En quatorze ans de pratique, j’ai vu des femmes de 48 ans sortir d’un divorce de longue durée sans rien demander parce qu’elles pensaient ne pas être éligibles. J’ai aussi vu des époux exiger une prestation dans des situations où les revenus des deux parties étaient parfaitement comparables, perdant du temps et de l’argent en procédure.

Cet article répond à une question précise : êtes-vous concerné ? Pour comprendre ensuite comment le montant est calculé et sous quelle forme il est versé, consultez notre article complet sur la prestation compensatoire : calcul, conditions et versement.

Le critère central : une disparité créée par la rupture

La prestation compensatoire n’est pas une punition pour l’époux dont le divorce est prononcé aux torts. Elle n’est pas non plus une récompense pour l’époux resté fidèle. C’est un mécanisme correctif : il intervient quand la rupture du mariage crée un déséquilibre objectif entre les conditions de vie des deux ex-conjoints, au sens des articles 270 à 295 du Code civil.

Le juge compare les situations des deux époux au jour du divorce, en tenant compte de l’évolution prévisible de chacun dans les années qui suivent. Si les deux ex-conjoints se retrouvent dans des situations économiques comparables, il n’y a pas de prestation compensatoire. Point.

Quatre profils que je rencontre régulièrement

Ces 4 profils reviennent régulièrement dans les dossiers que j’instruis.

Le parent qui a interrompu sa carrière. C’est le cas le plus courant. À 42 ans, après 11 ans d’interruption ou de temps partiel subi pour élever 2 ou 3 enfants, il se retrouve avec des droits à la retraite très réduits, des perspectives salariales dégradées, et une réinsertion professionnelle difficile. La disparité est souvent massive : 4 500 euros de revenus mensuels nets d’un côté, 1 200 euros de l’autre.

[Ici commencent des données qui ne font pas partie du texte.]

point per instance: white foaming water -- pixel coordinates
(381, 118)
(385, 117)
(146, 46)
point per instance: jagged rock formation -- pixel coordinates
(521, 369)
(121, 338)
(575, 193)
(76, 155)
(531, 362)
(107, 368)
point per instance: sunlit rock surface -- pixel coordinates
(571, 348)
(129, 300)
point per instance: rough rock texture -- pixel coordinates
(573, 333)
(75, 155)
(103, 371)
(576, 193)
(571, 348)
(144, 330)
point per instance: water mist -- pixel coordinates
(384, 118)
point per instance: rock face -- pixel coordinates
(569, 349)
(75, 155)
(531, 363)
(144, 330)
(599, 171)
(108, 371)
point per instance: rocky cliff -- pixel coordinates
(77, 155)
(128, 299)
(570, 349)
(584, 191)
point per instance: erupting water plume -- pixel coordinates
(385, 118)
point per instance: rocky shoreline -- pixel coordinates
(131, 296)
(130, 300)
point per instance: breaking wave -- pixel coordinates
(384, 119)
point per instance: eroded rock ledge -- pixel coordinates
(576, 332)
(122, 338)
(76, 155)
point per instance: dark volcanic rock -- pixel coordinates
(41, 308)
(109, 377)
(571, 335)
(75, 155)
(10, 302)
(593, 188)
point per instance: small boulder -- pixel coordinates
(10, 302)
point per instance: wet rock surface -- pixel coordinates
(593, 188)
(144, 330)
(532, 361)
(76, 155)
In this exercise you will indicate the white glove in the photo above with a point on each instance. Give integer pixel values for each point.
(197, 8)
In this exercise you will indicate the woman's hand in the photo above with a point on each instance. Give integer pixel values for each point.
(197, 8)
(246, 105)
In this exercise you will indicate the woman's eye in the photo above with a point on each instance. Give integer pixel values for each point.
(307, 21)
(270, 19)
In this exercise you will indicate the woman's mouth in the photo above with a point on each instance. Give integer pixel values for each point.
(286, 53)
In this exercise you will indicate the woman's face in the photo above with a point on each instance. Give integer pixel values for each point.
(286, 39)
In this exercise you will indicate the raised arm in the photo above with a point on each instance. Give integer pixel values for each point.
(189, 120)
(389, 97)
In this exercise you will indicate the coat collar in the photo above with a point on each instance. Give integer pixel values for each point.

Le conjoint qui a suivi les mutations. Cinq déménagements en quinze ans pour suivre le poste de l’autre, c’est cinq fois un réseau professionnel à reconstruire, cinq fois un contrat interrompu ou une opportunité refusée. Le préjudice est réel et documentable.

L’époux aux revenus structurellement inférieurs. Quand l’écart de revenus est de 1 à 3 ou de 1 à 5, et que le mariage a duré plus de 10 ans, la rupture crée mécaniquement une chute de niveau de vie pour le conjoint le moins bien rémunéré.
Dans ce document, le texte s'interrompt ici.